I loathe the sort of panna cotta that you get in most restaurants, that over-sweetened, very firm, almost rubbery white sphere. For me, it should be soft and very wobbly, with only just enough gelatine to hold it together. I find the all-cream versions too heavy; the perfect ratio for me is half milk (full-fat of course) and half double cream. However, if you prefer a creamier version, just up the cream to 300 ml and reduce the milk to 200 ml. See the recipe for a note about the sugar too.
Lavender adds a delicate, flowery note that works well with the rich creaminess of the panna cotta and is ideal for summer. A more traditional one can be made by replacing the lavender with a teaspoon of good vanilla extract. I urge you to try making this. It takes just minutes to prepare and it's perfect for entertaining as it has to be made the day before and left in the fridge to chill. Also, everyone loves it, even those (like myself) who don't usually like panna cotta.

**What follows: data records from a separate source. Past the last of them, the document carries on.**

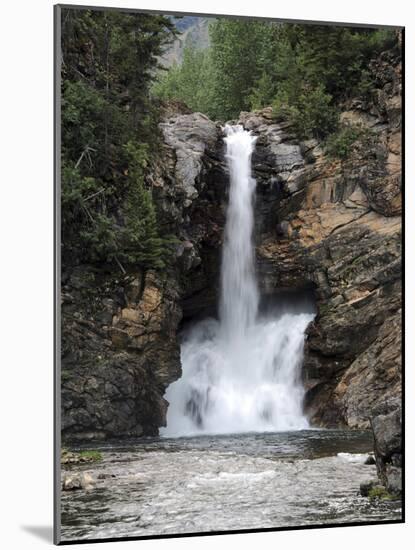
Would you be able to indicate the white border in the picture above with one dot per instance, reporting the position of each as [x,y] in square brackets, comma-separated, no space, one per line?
[27,274]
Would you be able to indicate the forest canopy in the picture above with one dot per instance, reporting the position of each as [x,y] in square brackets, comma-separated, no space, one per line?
[114,85]
[303,71]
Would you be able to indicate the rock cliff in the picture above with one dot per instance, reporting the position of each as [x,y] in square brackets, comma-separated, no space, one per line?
[328,226]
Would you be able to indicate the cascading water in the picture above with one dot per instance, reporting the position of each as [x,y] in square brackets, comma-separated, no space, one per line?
[241,373]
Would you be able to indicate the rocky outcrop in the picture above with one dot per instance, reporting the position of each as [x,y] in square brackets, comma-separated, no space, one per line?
[120,347]
[335,227]
[325,226]
[119,352]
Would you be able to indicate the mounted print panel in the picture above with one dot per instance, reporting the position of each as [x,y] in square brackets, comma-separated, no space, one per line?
[229,274]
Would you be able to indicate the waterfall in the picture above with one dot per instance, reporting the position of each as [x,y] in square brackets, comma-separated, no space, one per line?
[240,373]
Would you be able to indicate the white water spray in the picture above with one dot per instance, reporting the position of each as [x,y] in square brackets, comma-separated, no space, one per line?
[241,373]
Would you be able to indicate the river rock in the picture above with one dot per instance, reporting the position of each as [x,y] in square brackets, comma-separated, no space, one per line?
[325,226]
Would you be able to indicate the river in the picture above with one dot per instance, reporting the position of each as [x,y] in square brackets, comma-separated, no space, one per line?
[225,482]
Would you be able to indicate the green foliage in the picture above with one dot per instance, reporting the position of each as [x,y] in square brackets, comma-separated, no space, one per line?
[188,82]
[340,144]
[310,112]
[378,492]
[90,456]
[109,131]
[304,71]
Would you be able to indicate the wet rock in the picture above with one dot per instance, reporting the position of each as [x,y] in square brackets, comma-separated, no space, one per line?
[367,486]
[71,482]
[386,424]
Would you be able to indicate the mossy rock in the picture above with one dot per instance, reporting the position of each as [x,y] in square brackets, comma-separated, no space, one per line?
[69,457]
[378,492]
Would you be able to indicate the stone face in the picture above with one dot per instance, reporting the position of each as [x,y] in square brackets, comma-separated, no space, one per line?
[386,423]
[321,225]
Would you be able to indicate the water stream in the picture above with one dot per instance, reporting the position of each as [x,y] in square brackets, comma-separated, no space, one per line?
[241,372]
[263,467]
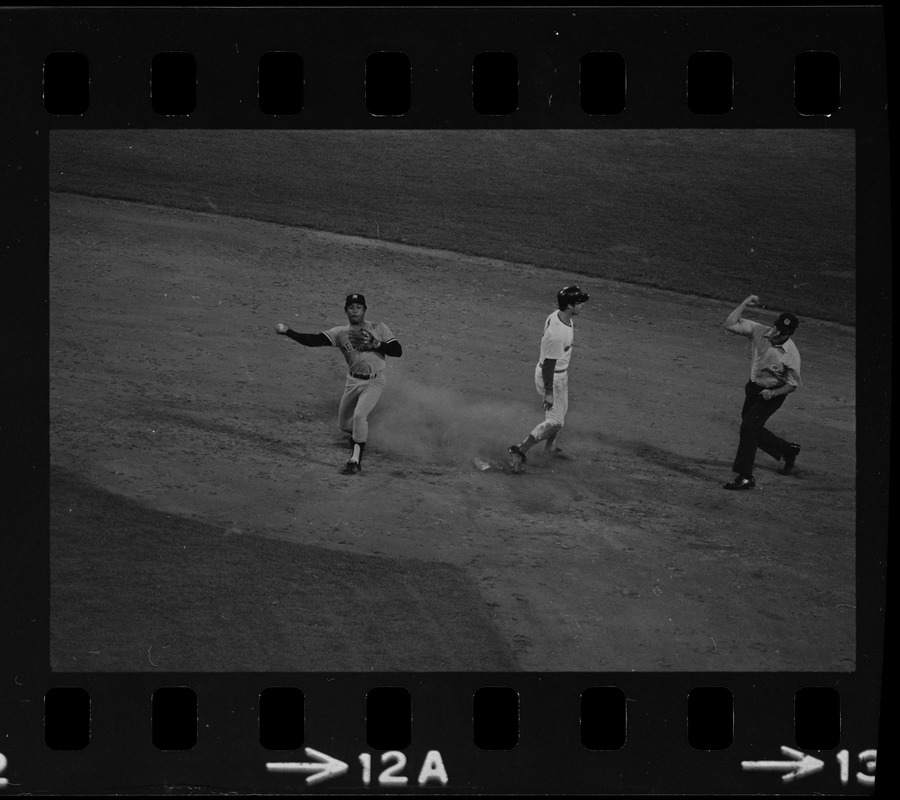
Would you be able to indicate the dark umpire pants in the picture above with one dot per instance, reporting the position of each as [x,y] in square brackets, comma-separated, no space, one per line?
[754,433]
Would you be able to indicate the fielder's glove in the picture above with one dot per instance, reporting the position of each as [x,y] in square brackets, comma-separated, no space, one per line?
[362,339]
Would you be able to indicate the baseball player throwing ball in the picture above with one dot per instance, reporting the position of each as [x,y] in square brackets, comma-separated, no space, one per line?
[364,346]
[551,375]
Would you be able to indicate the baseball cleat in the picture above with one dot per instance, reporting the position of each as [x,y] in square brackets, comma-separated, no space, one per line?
[789,458]
[518,458]
[739,483]
[351,468]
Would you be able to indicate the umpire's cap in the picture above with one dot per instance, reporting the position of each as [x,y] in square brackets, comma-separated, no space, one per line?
[787,323]
[570,296]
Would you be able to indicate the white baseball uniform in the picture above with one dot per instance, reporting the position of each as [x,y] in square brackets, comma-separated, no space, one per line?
[557,342]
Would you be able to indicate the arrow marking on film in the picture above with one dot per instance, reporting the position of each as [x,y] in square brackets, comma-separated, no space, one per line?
[800,766]
[323,768]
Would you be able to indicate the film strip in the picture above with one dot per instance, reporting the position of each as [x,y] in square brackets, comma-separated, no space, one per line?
[195,601]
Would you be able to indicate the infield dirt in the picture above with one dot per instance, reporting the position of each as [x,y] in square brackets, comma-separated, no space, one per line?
[170,388]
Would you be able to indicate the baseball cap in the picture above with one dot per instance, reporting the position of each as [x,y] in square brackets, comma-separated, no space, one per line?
[787,323]
[570,295]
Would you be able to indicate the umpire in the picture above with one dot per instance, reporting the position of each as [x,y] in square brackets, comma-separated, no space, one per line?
[774,374]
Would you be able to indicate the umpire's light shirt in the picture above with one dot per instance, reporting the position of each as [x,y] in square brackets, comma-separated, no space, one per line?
[772,365]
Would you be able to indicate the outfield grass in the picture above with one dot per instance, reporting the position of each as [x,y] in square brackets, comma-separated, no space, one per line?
[196,597]
[713,213]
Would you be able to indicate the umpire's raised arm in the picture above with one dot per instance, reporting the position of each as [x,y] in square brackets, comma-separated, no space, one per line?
[308,339]
[733,321]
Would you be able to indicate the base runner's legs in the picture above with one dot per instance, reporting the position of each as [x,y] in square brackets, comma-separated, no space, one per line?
[348,405]
[367,398]
[555,417]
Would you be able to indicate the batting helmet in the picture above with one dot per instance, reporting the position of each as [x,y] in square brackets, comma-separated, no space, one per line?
[570,296]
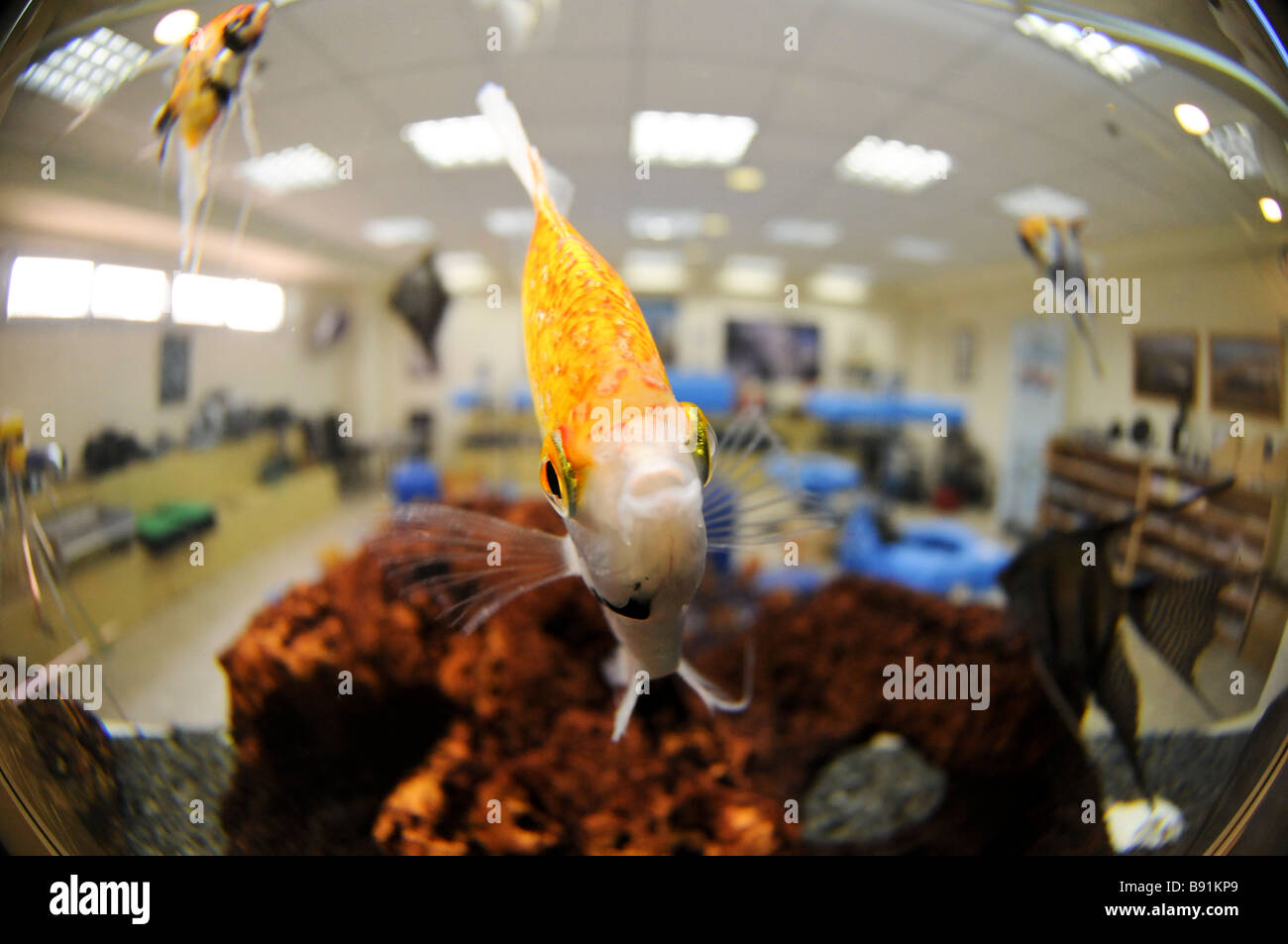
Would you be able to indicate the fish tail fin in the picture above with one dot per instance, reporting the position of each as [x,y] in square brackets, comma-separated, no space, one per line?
[193,178]
[539,179]
[519,154]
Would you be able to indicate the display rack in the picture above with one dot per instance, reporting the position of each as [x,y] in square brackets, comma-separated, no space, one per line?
[1236,530]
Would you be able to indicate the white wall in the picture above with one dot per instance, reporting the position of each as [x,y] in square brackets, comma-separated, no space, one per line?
[1198,292]
[94,373]
[476,338]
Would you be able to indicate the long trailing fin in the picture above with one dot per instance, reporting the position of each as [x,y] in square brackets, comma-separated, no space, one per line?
[471,562]
[535,174]
[1177,617]
[754,496]
[193,183]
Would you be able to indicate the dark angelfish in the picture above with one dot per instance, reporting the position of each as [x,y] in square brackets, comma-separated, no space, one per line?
[1064,597]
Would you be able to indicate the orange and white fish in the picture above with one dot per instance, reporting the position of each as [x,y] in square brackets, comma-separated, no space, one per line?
[626,465]
[207,80]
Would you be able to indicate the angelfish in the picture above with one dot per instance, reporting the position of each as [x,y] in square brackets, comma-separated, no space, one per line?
[1055,245]
[207,82]
[636,496]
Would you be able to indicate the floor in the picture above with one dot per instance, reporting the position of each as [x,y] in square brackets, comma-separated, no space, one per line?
[163,670]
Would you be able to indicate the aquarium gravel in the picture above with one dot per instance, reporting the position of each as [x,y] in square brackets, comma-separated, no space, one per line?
[498,741]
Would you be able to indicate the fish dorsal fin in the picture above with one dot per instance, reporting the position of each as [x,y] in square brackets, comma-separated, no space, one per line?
[472,563]
[750,500]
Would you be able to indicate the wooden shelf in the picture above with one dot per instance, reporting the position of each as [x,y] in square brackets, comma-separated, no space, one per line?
[1234,530]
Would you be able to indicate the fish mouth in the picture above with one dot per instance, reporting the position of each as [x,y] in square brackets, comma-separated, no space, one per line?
[634,608]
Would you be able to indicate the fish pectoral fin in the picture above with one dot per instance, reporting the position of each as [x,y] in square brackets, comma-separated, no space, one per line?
[752,497]
[473,563]
[709,694]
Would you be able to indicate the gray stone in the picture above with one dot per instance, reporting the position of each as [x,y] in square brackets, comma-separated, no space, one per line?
[871,792]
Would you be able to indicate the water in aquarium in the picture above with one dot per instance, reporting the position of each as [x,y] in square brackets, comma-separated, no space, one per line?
[572,428]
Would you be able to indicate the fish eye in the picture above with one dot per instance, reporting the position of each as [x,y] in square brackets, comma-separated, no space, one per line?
[557,479]
[553,480]
[700,442]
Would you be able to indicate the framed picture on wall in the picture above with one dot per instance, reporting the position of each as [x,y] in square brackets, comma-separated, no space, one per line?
[1247,373]
[175,361]
[1163,365]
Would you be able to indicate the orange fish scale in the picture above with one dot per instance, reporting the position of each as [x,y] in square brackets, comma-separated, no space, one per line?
[584,334]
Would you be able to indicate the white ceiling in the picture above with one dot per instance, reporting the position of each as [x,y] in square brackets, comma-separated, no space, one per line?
[947,73]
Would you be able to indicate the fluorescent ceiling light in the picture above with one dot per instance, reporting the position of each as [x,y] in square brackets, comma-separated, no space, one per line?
[661,226]
[175,26]
[290,168]
[84,69]
[201,299]
[1192,119]
[894,165]
[655,270]
[1231,142]
[751,275]
[1116,60]
[455,142]
[463,271]
[687,140]
[841,284]
[745,179]
[797,232]
[43,287]
[917,249]
[398,231]
[129,294]
[243,304]
[510,222]
[1041,200]
[261,305]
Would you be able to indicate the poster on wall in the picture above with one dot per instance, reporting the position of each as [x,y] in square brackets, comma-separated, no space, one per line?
[175,364]
[1037,413]
[772,351]
[1247,373]
[1163,365]
[660,317]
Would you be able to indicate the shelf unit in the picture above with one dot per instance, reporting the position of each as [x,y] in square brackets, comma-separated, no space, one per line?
[1236,530]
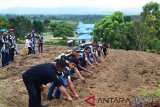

I'm entering this into the Tea Time Treats Challenge, with the theme of Ice-Creams, Jellies and Chilled Desserts, run by Karen of Lavender and Lovage and Kate (this month's host) from What Kate Baked.
As it uses lavender, I'm also sending this over to Karen from the wonderful Lavender and Lovage for her extremely popular challenge, Cooking with Herbs (formerly known as Herbs on Saturday).
250ml double cream
250ml full-fat milk
60-70g caster sugar (I use 60g as I don't like it too sweet but you can increase the amount of sugar if you prefer)
4g gelatine leaves
1 teaspoon of dried lavender (usually labelled 'for culinary use')
Put the gelatine sheets in cold water to soak.
Put the milk, cream, lavender and sugar in a saucepan and heat gently, stirring until the sugar is dissolved. When it's just about to boil, remove from the heat and leave for a few minutes for the lavender to infuse. Stir in the squeezed-out gelatine, then strain the mixture through a sieve to remove the lavender.
Pour into small moulds and leave to set in the fridge overnight.
To serve, run a knife around the panna cotta before inverting onto a plate. Sprinkle some dried lavender over the top if you wish.